Certamente o filho terá de “pagar” por todos os erros que fez, dado que será doloroso desarraigar toda a colecção de vícios que acumulou. Uma purificação interior terá de se realizar pouco a pouco para que o seu coração experimente novamente a liberdade de amar e se libere da auto-idolatria. Mas o que é certo é que o abraço do pai, que não somente o acolhe em casa, mas sobre tudo no seu coração, é a atitude mais adequada para que o filho possa começar um processo de sanação. Mas, se ficarmos com esta constatação e não avançarmos mais, teremos compreendido bem pouco o pai.

O pai não acolhe o filho simplesmente porque essa é a atitude correcta, porque esta é parte, digamos, de uma táctica ou de uma técnica de reabilitação. Aqui temos muito mais do que isso: aqui temos o Mistério do Amor divino e redentor. O Mistério deste Amor que é como um fogo insaciável, que é como uma fonte incessante de perdão, para quem esteja disposto a acolher este perdão. Aqui temos a força deste Amor que apesar de ultrajado, triturado na cruz, esmagado pelo ódio, triunfa porque não pode deixar de amar. Mas assim como não pode deixar de amar, não pode forçar ninguém a acolhê-lo, precisamente porque é amor. E aqui aparece paradoxalmente a possibilidade do inferno, para todos aqueles que se fecham em si mesmos.

Então, neste sentido, o pai não pode fazer outra coisa que abraçar o filho quando ele chega, pois todo ele é amor.
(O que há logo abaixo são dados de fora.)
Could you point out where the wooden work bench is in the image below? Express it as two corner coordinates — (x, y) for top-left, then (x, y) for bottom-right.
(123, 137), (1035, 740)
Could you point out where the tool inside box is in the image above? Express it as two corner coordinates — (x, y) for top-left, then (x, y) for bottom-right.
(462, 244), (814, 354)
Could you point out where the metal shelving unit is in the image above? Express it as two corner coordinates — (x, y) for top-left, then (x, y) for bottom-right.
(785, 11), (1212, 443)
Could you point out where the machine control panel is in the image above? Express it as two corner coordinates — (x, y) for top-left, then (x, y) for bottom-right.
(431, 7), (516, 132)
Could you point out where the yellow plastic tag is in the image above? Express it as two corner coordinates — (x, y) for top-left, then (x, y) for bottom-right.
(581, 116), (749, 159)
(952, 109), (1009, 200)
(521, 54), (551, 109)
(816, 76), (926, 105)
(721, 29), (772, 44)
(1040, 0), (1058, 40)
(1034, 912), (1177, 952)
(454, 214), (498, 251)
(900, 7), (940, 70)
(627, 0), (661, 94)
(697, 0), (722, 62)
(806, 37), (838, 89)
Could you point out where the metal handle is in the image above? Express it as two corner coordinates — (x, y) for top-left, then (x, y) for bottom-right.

Perguntar se esta é a melhor atitude é como perguntar-se se o amor deve existir ou não: é uma pergunta sem sentido. O amor é mais forte que a morte e, por isso, não pode deixar de abraçar quem morreu, para o fazer ressuscitar, e isso sem considerar se foi personalmente ofendido ou não.

Tudo isso tem que nos dar muitíssima esperança. Nada como o amor de Deus para nos dar esperança e confiança. Nada do que fizemos de mal ou faremos terá necessariamente a última palavra sobre nós. E não o terá de certeza, a menos de que desconfiemos do amor de Deus. A mais alta santidade é, na sua raiz, uma questão de confiança. Quem confia no Seu Amor tudo pode. Mas então, nesse caso, posso permitir-me qualquer coisa, dado que, no fim de contas, se confio no amor de Deus, safo-me? Mas quem pensa assim, não ama verdadeiramente, porque realmente é mesquinho tratar desta forma quem tanto fez por nós. E se quem pensa assim não ama e se não faz, por isso, a experiência do amor, como há-de crer e confiar realmente no amor de Deus? O que eu me posso permitir, o que me devo permitir, é sempre ir ao encontro do Senhor, com um desejo sincero de mudar e com a inabalável esperança de que este amor será mais forte que as minhas trevas.